En respuesta invertí mucha energía para abstraer y concretar y relegué al olvido el permitir el curso de las cosas, que es calificado como principio femenino. Pasé por alto la intuición y muchas veces pretendí, agarrada a mi voluntad y convicción, producir cambios exteriores de una envergadura similar a la de alta ingeniería que traslada un edificio de lugar. Sólo mientras mantuviera mi esfuerzo las cosas permanecían en concordancia con mis pretensiones; si disminuía la presión todo regresaba con rapidez a su estado inicial,
En la imposibilidad encontré la sabiduría de soltar. Comprendí que el fluir permite ver en el ahora la sapiencia implícita del devenir y que ahí, en ese sin tiempo, está la llave que abre la manifestación de lo soñado, porque se expresa sin la pretensión de lograr, sino en la nítida presencia de la vida que expande su grandeza en todo instante y nos muestra los tesoros de lo que ES.

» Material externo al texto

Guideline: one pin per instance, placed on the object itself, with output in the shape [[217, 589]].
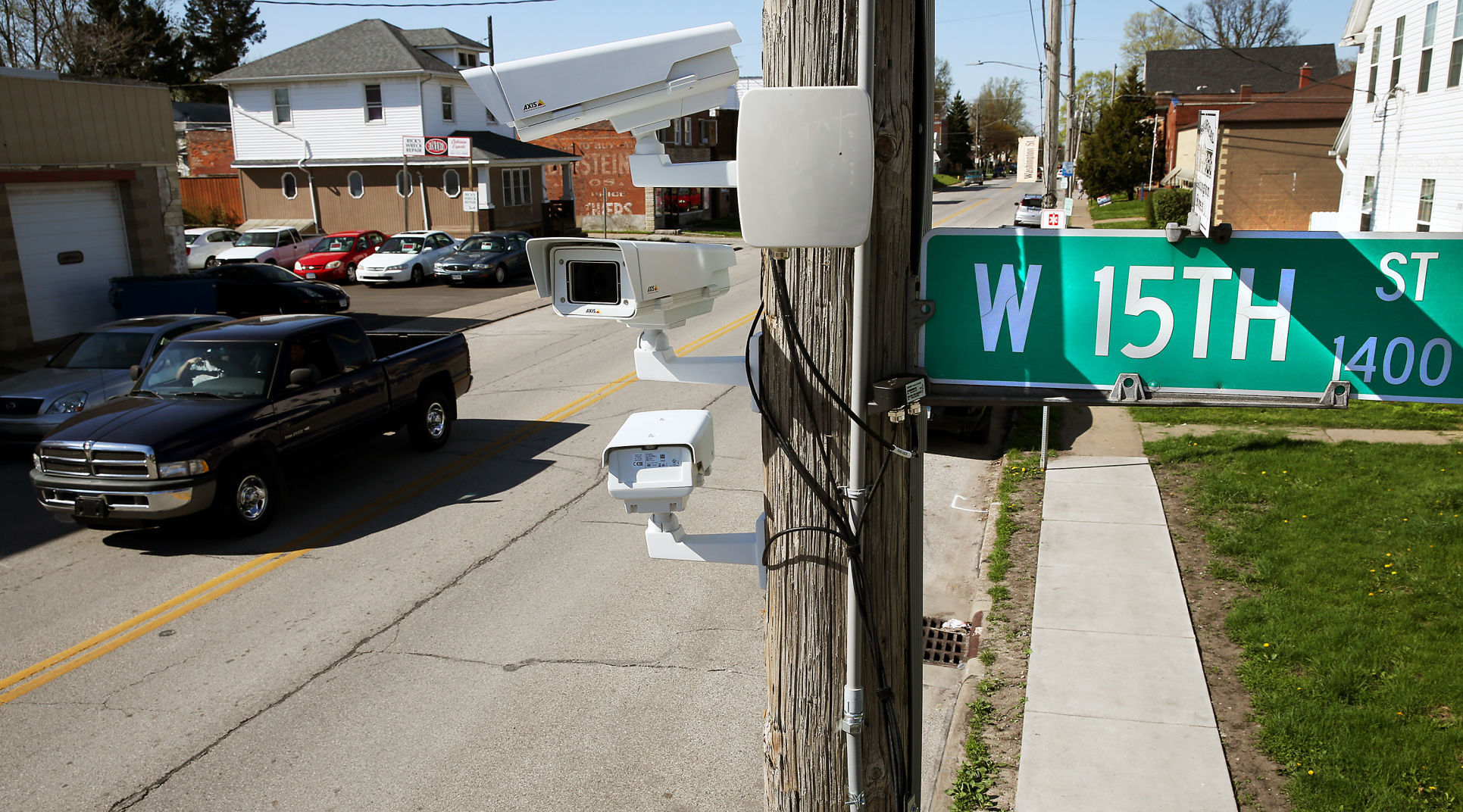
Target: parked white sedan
[[405, 258], [204, 245]]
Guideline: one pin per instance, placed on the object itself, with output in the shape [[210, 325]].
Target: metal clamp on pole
[[1130, 386]]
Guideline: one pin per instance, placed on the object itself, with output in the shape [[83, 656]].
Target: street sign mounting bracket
[[1130, 386]]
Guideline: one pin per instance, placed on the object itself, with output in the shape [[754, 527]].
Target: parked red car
[[336, 256]]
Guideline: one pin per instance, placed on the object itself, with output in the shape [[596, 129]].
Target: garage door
[[72, 242]]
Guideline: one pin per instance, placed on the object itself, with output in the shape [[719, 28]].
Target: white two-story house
[[1402, 145], [319, 126]]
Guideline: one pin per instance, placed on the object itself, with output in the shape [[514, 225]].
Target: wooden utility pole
[[806, 598]]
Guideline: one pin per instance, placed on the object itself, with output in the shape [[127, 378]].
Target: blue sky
[[964, 30]]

Mis maestras han sido la experiencia de la maternidad y la vida cotidiana en medio de la naturaleza. Aprendí sobre la circularidad que va desde la redondez en las formas a la atención que se expande para acoger de manera simultánea varios focos; a comprender que lo femenino se entrelaza y ata en la existencia para confluir de manera sabia en la vocación de proteger y conservar, sin anteponerse a la libertad de ser.
La paz es conmigo, la paz es con todas.